Jan 08 2009
Ed Roussel almost right
I almost missed the Winter 2008 Nieman Reports until this summary from E-Media Tidbits popped up in Google Reader. It’s an excellent collection of essays, well worth the read.
I won’t comment on all of them, but this one by Ed Roussel caught my eye, both for its general excellence and for the fact that it contains a self-contradiction, on that gets me where I live. Go have a read, form some thoughts, and come on back.
See the problem? It’s between point #7 and point #10.
In point #7, Nimble, low-cost structures:
Newspaper companies are bad at technology, so a digitally minded chief technology officer will be able to get cheaper and more effective services by outsourcing.
But then in point #10, Experiment:
Don’t be afraid of failure. Try new projects, see what works, and build on success.
See the contradiction? I’ll Dick and Jane it out.
Right now, nobody has the winning ticket. Nobody knows exactly how to make money from the web, how to maximize readership and engagement on websites, how best to reach readers where they want to be reached. We need lots of experimentation still. Lots and lots and lots of it.

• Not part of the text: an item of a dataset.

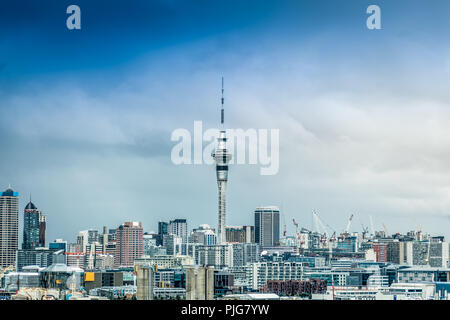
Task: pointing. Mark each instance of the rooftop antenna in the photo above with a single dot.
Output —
(222, 112)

We need developers working on local projects, figuring out how best to serve their specific communities. We need regional developers, figuring out how best (and when best to not) aggregate data from various local news websites. We need people on the huge national and international aggregation level, figuring out how best to serve news consumers from anywhere in the world. We need lots of developers at all levels, from a local paper, through corporate regional divisions, right on up to Google News, all working hard to figure out the new business models and tricks.
And we need people who are specifically interested in and knowledgeable of the news industry, familiar with all the literature, familiar with what has been tried and doesn’t work, familiar with the latest developments in news websites and what does work, interested and excited about saving journalism.
You really don’t want to be outsourcing it to a team that just finished making a big Flash-heavy website for some car company. Or a corporate Intranet. Or a straight e-commerce shindig. Different attitudes, different mindsets, different requirements. Totally, completely different.
And you definitely don’t want to source it all to some centralized corporate IT assembly, as I whined over here.
You want someone who is experienced at and expert in a nimble web programming language like PHP or Python or Ruby on Rails; someone who understands and respects web standards; someone who knows JavaScript and Ajax and especially when NOT to use them; someone who understands SEO and search and UI and IA. But at the same time, knows journalism and can write their ass off when they need to, and knows what kind of data can be attached to a story and what kinds of charts and tables and other visual aids can make the story better.
You need a guy that gets the web, deep down inside.
Oh, that’s me! OK, you need me. Publishers, you need a guy like me in every newspaper office, large and small, in the country. We’re fairly cheap, and worth our weight in gold. And we’ll make you look smart. Try one today!